By: Richard McElreath
Example: Let’s suppose there is a blood test that correctly
identifies vampirism 95% of the time. Pr(+|vampire) = 0.95.
It is a very accurate test, nearly always catching real life vampires.
It makes mistakes in the form of false positives, 1% of the time,
Pr(+|mortal)= 0.01. Finally, vampires are really rare,
Pr(vampire) = 0.001. Suppose someone tests positive for
vampirism. What is the probability that they are a bloodsucking
immortal?
\[ \color{#00B9BE}{\Pr(vampire\mid +)} = \frac{ \color{#CA75FD}{\Pr(+\mid vampire)} \color{#78A900}{\Pr(vampire)} }{ \color{#F0726A}{\Pr(+)} } \]
Pr(+)
= Pr(+|vampire) Pr(vampire) +
Pr(+|mortal)(1-Pr(vampire))
positive_vampire <- 0.95
vampire <- 0.001
positive_mortal <- 0.01
positive <- positive_vampire*vampire+positive_mortal*(1-vampire)
vampire_positive <- (positive_vampire*vampire)/positive
vampire_positive*100
## [1] 8.683729
There is an 8.7% chance that the suspect is actually a vampire.
McElreath mentions he is not a fan of the example above for Bayesian Inference because it is distinguished by a broad view of probability and not by the use of Bayes Theorem. Frequencies of events? Bayes. Theoretical parameters? Bayesian Inference! And when you are just plugging numbers into Bayes’ Theorem it can make inference seem harder than it needs to be.
The posterior distribution is a probability distribution. Like all probability distributions, we can take samples from it and when taking samples from the posterior distribution – those samples are parameters!
This chapter teaches the basic skills for working with samples from the posterior distribution.

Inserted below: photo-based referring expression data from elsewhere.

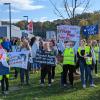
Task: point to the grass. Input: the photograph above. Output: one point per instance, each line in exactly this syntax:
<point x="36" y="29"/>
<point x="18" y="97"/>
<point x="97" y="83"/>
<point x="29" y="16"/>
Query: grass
<point x="55" y="92"/>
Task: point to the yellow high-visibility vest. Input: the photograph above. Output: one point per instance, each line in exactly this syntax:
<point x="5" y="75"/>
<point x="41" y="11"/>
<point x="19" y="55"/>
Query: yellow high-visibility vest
<point x="96" y="52"/>
<point x="87" y="50"/>
<point x="1" y="76"/>
<point x="69" y="56"/>
<point x="89" y="60"/>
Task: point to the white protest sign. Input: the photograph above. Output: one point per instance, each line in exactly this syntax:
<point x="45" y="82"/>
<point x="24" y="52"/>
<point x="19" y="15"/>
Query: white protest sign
<point x="69" y="33"/>
<point x="50" y="35"/>
<point x="19" y="59"/>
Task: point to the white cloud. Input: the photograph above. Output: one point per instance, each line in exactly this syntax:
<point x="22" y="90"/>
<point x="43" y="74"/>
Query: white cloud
<point x="13" y="20"/>
<point x="79" y="10"/>
<point x="23" y="4"/>
<point x="43" y="19"/>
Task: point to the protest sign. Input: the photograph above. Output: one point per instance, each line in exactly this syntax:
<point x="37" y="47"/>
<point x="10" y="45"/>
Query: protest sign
<point x="19" y="59"/>
<point x="45" y="58"/>
<point x="4" y="68"/>
<point x="90" y="30"/>
<point x="69" y="33"/>
<point x="50" y="35"/>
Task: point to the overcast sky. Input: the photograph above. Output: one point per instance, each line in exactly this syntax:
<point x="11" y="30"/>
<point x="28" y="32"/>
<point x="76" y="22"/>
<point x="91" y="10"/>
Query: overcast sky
<point x="37" y="10"/>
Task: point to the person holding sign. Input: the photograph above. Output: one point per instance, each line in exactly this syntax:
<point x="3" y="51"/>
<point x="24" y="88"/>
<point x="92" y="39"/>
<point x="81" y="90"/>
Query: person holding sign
<point x="45" y="67"/>
<point x="25" y="72"/>
<point x="68" y="64"/>
<point x="96" y="54"/>
<point x="54" y="52"/>
<point x="4" y="71"/>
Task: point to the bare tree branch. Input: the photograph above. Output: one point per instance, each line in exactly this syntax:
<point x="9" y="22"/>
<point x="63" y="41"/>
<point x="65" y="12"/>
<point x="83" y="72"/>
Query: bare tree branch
<point x="86" y="6"/>
<point x="66" y="8"/>
<point x="57" y="9"/>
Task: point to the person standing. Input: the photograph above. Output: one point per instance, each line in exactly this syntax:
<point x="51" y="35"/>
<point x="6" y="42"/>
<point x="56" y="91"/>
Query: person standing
<point x="45" y="67"/>
<point x="6" y="44"/>
<point x="96" y="53"/>
<point x="35" y="47"/>
<point x="25" y="47"/>
<point x="54" y="52"/>
<point x="4" y="78"/>
<point x="68" y="64"/>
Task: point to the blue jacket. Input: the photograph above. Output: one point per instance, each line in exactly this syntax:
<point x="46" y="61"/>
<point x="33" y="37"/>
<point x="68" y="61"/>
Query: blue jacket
<point x="6" y="45"/>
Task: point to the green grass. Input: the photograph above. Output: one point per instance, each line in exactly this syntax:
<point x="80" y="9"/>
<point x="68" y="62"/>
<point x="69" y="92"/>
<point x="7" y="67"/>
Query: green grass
<point x="55" y="92"/>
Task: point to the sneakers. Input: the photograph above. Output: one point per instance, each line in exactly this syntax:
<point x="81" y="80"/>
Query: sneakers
<point x="5" y="92"/>
<point x="84" y="86"/>
<point x="42" y="84"/>
<point x="49" y="85"/>
<point x="93" y="85"/>
<point x="52" y="80"/>
<point x="96" y="75"/>
<point x="65" y="85"/>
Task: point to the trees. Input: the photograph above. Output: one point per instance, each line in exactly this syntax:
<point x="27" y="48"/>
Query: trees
<point x="70" y="7"/>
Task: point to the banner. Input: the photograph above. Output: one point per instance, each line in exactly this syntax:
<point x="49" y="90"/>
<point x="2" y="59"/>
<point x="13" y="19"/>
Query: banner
<point x="90" y="30"/>
<point x="4" y="68"/>
<point x="50" y="35"/>
<point x="69" y="33"/>
<point x="30" y="27"/>
<point x="19" y="59"/>
<point x="45" y="58"/>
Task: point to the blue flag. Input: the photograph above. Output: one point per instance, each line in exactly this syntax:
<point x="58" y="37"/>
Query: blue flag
<point x="90" y="30"/>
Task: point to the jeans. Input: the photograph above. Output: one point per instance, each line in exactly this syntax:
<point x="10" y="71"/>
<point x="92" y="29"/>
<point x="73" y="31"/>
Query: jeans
<point x="86" y="73"/>
<point x="24" y="72"/>
<point x="96" y="67"/>
<point x="53" y="72"/>
<point x="83" y="71"/>
<point x="4" y="84"/>
<point x="89" y="71"/>
<point x="45" y="70"/>
<point x="68" y="70"/>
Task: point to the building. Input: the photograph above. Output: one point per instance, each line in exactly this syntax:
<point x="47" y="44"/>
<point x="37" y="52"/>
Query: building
<point x="5" y="31"/>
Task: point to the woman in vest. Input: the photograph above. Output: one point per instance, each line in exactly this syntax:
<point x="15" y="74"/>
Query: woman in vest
<point x="5" y="77"/>
<point x="45" y="67"/>
<point x="82" y="62"/>
<point x="96" y="54"/>
<point x="68" y="64"/>
<point x="54" y="52"/>
<point x="25" y="47"/>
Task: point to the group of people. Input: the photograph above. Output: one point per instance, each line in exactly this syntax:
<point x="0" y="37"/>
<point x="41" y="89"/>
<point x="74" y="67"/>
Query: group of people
<point x="85" y="59"/>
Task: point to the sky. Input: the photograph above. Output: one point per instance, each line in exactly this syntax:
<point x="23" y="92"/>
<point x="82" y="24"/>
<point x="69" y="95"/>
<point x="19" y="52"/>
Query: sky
<point x="38" y="10"/>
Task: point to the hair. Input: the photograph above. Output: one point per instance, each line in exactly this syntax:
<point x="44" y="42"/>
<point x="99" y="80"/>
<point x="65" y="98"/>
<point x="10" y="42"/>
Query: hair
<point x="33" y="39"/>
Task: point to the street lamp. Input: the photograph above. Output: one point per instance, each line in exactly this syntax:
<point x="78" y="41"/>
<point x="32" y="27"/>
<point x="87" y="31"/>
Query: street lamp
<point x="27" y="21"/>
<point x="9" y="4"/>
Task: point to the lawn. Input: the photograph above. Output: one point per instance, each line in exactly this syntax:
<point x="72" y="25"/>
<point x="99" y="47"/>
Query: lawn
<point x="55" y="92"/>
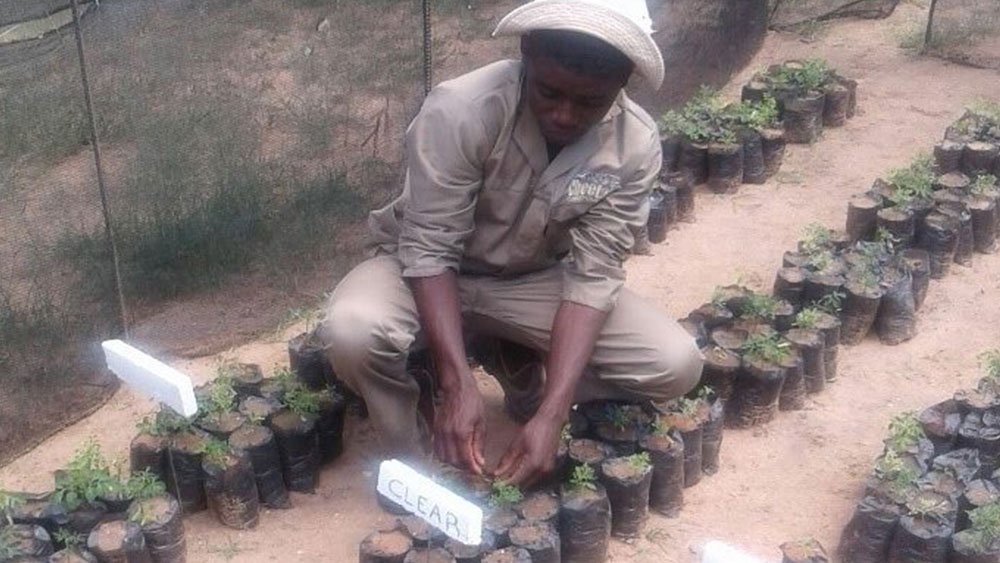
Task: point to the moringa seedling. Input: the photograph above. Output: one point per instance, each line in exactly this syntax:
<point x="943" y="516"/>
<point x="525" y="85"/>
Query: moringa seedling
<point x="905" y="432"/>
<point x="583" y="477"/>
<point x="504" y="495"/>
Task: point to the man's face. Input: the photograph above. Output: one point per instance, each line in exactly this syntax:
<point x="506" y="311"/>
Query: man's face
<point x="567" y="104"/>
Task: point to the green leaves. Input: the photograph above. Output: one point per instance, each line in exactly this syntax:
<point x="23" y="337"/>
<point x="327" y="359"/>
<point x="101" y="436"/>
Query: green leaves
<point x="504" y="495"/>
<point x="583" y="477"/>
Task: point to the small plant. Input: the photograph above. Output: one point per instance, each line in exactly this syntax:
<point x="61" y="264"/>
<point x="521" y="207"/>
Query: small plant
<point x="905" y="432"/>
<point x="766" y="348"/>
<point x="807" y="318"/>
<point x="68" y="538"/>
<point x="214" y="451"/>
<point x="143" y="485"/>
<point x="990" y="362"/>
<point x="892" y="470"/>
<point x="301" y="401"/>
<point x="817" y="238"/>
<point x="984" y="184"/>
<point x="759" y="306"/>
<point x="504" y="495"/>
<point x="10" y="502"/>
<point x="831" y="303"/>
<point x="914" y="182"/>
<point x="639" y="461"/>
<point x="583" y="477"/>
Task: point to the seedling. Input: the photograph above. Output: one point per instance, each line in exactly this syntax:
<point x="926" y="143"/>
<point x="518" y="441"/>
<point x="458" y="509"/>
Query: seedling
<point x="504" y="495"/>
<point x="143" y="485"/>
<point x="583" y="477"/>
<point x="617" y="416"/>
<point x="301" y="401"/>
<point x="639" y="461"/>
<point x="914" y="182"/>
<point x="900" y="477"/>
<point x="817" y="238"/>
<point x="9" y="502"/>
<point x="984" y="184"/>
<point x="831" y="303"/>
<point x="759" y="306"/>
<point x="766" y="348"/>
<point x="214" y="451"/>
<point x="68" y="538"/>
<point x="807" y="318"/>
<point x="990" y="362"/>
<point x="905" y="432"/>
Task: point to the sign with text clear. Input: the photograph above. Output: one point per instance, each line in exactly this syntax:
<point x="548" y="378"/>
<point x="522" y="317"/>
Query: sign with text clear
<point x="151" y="376"/>
<point x="458" y="518"/>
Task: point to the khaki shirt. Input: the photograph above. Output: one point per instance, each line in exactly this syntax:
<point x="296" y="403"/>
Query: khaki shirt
<point x="481" y="197"/>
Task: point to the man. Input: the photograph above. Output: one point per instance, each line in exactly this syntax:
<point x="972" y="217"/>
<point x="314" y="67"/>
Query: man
<point x="524" y="182"/>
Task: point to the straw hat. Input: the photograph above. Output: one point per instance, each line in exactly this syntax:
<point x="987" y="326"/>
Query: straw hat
<point x="623" y="24"/>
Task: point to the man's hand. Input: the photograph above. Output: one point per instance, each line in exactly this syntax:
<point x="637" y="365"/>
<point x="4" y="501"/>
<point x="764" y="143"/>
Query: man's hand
<point x="460" y="427"/>
<point x="532" y="454"/>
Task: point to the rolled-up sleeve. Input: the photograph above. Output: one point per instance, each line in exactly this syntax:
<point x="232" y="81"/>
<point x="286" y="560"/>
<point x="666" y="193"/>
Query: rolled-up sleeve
<point x="446" y="147"/>
<point x="602" y="237"/>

The integrals of typical Bayesian context is the total probability of some interval – but once you have the samples from the probability distribution, it becomes just a matter of counting values in the interval. An empirical attack on the model posterior allows the scientist to ask and answer more questions about the model, without relying on a mathematician. For this reason, it is easier and more intuitive to work with samples from the posterior than to work with probabilities and integrals directly.

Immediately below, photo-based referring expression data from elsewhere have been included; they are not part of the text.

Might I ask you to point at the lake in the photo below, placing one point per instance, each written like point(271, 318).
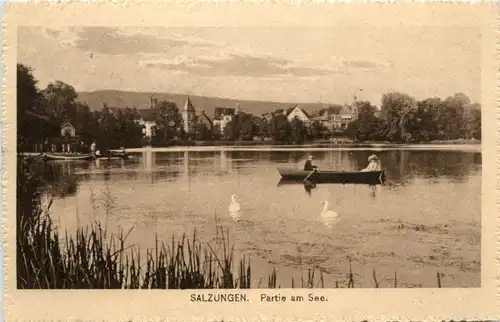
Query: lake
point(425, 219)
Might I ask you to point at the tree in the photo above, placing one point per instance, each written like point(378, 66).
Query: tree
point(367, 125)
point(168, 123)
point(59, 99)
point(397, 109)
point(28, 99)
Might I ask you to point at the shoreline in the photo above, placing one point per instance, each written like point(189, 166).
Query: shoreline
point(470, 147)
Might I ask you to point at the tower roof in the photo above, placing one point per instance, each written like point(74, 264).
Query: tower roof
point(188, 106)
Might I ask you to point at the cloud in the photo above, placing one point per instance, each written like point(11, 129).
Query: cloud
point(238, 65)
point(113, 41)
point(363, 64)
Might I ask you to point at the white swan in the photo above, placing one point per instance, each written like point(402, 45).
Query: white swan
point(328, 216)
point(234, 206)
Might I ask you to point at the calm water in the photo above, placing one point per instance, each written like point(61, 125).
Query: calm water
point(426, 218)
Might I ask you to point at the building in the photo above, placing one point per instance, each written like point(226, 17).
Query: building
point(203, 118)
point(69, 140)
point(36, 131)
point(297, 112)
point(222, 116)
point(188, 114)
point(67, 130)
point(147, 119)
point(337, 122)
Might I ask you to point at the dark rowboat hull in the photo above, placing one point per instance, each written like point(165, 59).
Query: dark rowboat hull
point(52, 156)
point(359, 177)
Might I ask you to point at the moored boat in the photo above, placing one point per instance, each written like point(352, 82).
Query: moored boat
point(360, 177)
point(66, 157)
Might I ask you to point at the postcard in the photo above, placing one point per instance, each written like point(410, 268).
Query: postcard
point(250, 161)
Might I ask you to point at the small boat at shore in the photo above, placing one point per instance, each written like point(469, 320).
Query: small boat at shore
point(50, 156)
point(66, 157)
point(357, 177)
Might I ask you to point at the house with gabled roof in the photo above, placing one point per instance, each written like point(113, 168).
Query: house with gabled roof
point(339, 120)
point(188, 114)
point(222, 116)
point(297, 112)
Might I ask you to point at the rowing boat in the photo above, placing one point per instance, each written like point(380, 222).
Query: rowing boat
point(360, 177)
point(67, 157)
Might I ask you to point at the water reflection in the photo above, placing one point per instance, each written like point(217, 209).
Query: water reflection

Grid Approximated Posterior (GAP)
p_grid <- seq(0, 1, length.out=1000) #make a grid with 1000 numbers that fall between 0 and 1. These values are the parameter values
probability_p <- rep(1, 1000) #create a list of 1000 ones!
probability_data <- dbinom(6, 9, p_grid)#random generation for the binomial distribution dbinom()
#in teh dbinom above, the 6 is how many Waters we have, the 9 is how many times we spun the globe and wrote down a value, and the probability_grid is the probability! It's giving a ton of probablility values like in our grid search.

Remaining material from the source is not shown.